Read in the data file to a new table. Then, write code that computes the date range of the oldest objects. You can use the “Object Begin Date” attribute to make the necessary comparisons, but report the more human-readable “Object Date” attribute.

Hints:
  • DuckDB has built-in support for CSV Loading
  • You can find the minimum value from a column as a sub-select that can then be used in a comparison

b. Number of Unique Artist Names (10 pts)

Write code that computes the number of unique artist names contained in the dataset. The names are stored in the “Artist Display Name” attribute, but some objects have multiple artists, delimited by the | character, and you need to consider each of them as an individual name. For this part, any anonymous or unknown names should be counted. Your code here should create a new table with just artist names to assist with parts b, c, and d.

Hints:
  • DuckDB supports the CREATE TABLE ... AS (SELECT ... ) syntax to create a table from a select statement
  • DuckDB supports UNNEST and has a number of text functions
  • Rename the single column in the artist table
  • Recall the keyword required to count unique occurrences in SQL

c. Number of Unique Non-Anonymous Artist Names (10 pts)

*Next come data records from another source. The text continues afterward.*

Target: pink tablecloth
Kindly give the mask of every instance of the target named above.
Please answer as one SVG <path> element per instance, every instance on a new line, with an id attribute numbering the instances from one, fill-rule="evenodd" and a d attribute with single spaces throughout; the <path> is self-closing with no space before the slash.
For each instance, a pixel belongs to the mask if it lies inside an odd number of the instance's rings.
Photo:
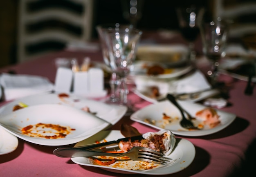
<path id="1" fill-rule="evenodd" d="M 55 58 L 76 57 L 79 59 L 82 59 L 86 56 L 90 57 L 93 60 L 100 61 L 102 58 L 99 51 L 96 53 L 63 51 L 36 60 L 6 67 L 1 71 L 7 72 L 11 69 L 15 70 L 18 74 L 42 76 L 48 77 L 54 82 L 56 72 L 54 64 Z M 254 160 L 256 157 L 255 152 L 250 155 L 247 154 L 250 147 L 255 144 L 256 137 L 256 89 L 254 88 L 253 95 L 245 95 L 243 91 L 246 82 L 233 79 L 225 76 L 221 76 L 221 78 L 232 82 L 231 84 L 232 87 L 228 99 L 231 105 L 222 110 L 235 114 L 237 115 L 236 120 L 226 128 L 211 135 L 200 137 L 176 136 L 186 139 L 193 144 L 195 147 L 195 157 L 188 168 L 166 176 L 226 177 L 238 176 L 240 174 L 245 176 L 248 175 L 247 171 L 248 168 L 242 168 L 245 165 L 250 167 L 250 165 L 252 165 L 245 163 L 248 157 L 254 157 Z M 150 104 L 132 92 L 129 94 L 129 99 L 133 103 L 136 103 L 135 105 L 138 108 Z M 2 105 L 5 103 L 2 102 L 0 105 Z M 141 133 L 157 131 L 133 122 L 128 117 L 123 117 L 111 129 L 119 130 L 119 126 L 123 123 L 131 125 Z M 255 147 L 255 145 L 254 147 Z M 16 150 L 0 156 L 1 176 L 6 177 L 127 176 L 95 167 L 79 165 L 74 163 L 70 159 L 57 157 L 52 154 L 53 150 L 56 148 L 56 147 L 36 145 L 19 139 L 18 146 Z M 138 176 L 143 175 L 134 175 Z"/>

Now, write code that computes the number of unique, non-anonymous artist names. This means eliminating those names from Part 1 that start with “Anonymous” and “Unknown”. Note that there are artist names like “Anonymous, German, 17th century” that also are anonymous and should be removed from the number.

Hints:
  • Again, refer to the text functions.
  • Also, recall the keyword required to count unique occurrences in SQL
  • You can negate a statement using NOT

d. Most Frequent Artist Name (10 pts)

Write code that computes the most frequent artist name.

Hints:
  • To count, consider using the GROUP BY clause
  • To sort, consider using the ORDER BY clause

e. Date of the Oldest Accession (10 pts)

Write code that computes the object(s) that was acquired first based on the “AccessionYear” attribute. Note that some accession years are not years (i.e. not a four-digit number), and for this assignment, ignore those entries. Print the Title attribute for the oldest object(s). Note that you need to cast to receive full credit for this question, even though it may not be necessary.

Hints:
  • You can convert a string to an integer by casting it. DuckDB also supports the TRY_CAST variant
  • Remember that you can use a sub-select in a where clause to locate the row(s) that match the desired criteria.